In mathematics, the rate of change is a measure of how a quantity changes in relation to another quantity. In the context of the balloon exercise, the rate of change refers to how the volume of the balloon changes as the radius changes. It tells us how much more or less volume we can expect with a small increase or decrease in the radius.
This is like observing how fast or slow a car travels; here, the goal is to see how fast the volume grows as the balloon gets bigger. The precise value of this rate is found by differentiating the volume formula with respect to the radius, giving the derivative \( \frac{dV}{dr} \).
This derivative helps us find the exact rate at which volume increases for any given radius, such as when \( r = 2 \) ft.

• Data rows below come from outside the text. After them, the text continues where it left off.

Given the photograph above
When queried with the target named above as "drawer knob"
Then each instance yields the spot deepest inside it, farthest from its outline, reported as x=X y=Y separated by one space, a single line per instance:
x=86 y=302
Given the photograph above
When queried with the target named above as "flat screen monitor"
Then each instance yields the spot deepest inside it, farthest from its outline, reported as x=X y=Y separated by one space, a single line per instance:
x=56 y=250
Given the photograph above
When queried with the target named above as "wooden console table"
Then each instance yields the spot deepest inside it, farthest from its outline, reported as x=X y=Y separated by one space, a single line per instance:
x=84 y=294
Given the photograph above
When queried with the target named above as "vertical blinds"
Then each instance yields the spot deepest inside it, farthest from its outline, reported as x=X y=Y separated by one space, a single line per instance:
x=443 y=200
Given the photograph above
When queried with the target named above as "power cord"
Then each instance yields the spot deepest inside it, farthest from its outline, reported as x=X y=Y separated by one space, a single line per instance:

Volume in a spherical shape, like our balloon, depends on the radius. The volume formula is \( V = \frac{4}{3} \pi r^3 \). This equation explains the relationship between the radius of a sphere and the space it occupies.
When the radius increases, the volume increases, following this cubic relationship. The rasied power of 3 indicates that small changes in the radius result in much larger changes in volume.

• Simple formula: directly connects radius and volume
• Cube relationship: means bigger changes as radius grows
• Requires understanding the geometric properties of spheres

Understanding this relationship is crucial for calculating how the volume reacts as the balloon inflates.

When working with radius change, it refers to the alteration of the radius over a given range of measurements. For the balloon, we're focusing on how the radius changes from 2 feet to 2.2 feet.
This small increase seems trivial but can significantly impact the volume due to the cubic nature of the volume formula \( V = \frac{4}{3} \pi r^3 \). Even a small change in the radius can lead to a noticeable increase in volume.

• Initial radius: 2 feet
• New radius: 2.2 feet
• Impact: Causes a substantial rise in volume

Analyzing this change helps us use the derivative to approximate changes in volume more accurately.

Volume differentiation is the process of finding out how a change in the radius impacts the overall volume. By differentiating the volume formula \( V = \frac{4}{3} \pi r^3 \), we find the expression \( \frac{dV}{dr} = 4 \pi r^2 \), which reveals how sensitive the volume is to changes in the radius.
This derivative becomes increasingly useful because it allows us to quickly estimate changes in volume without recalculating the entire volume for every small radius change. By substituting \( r = 2 \) ft into this derivative, we find that the rate of change of volume is \( 16\pi \) ft³/ft.

• Useful: Estimates volume changes effectively
• Calculation: Simplified by using differentiation
• Result: Gives rate of volume change at any point

In our specific case, this calculated rate helps us predict the volume increase as the radius expands.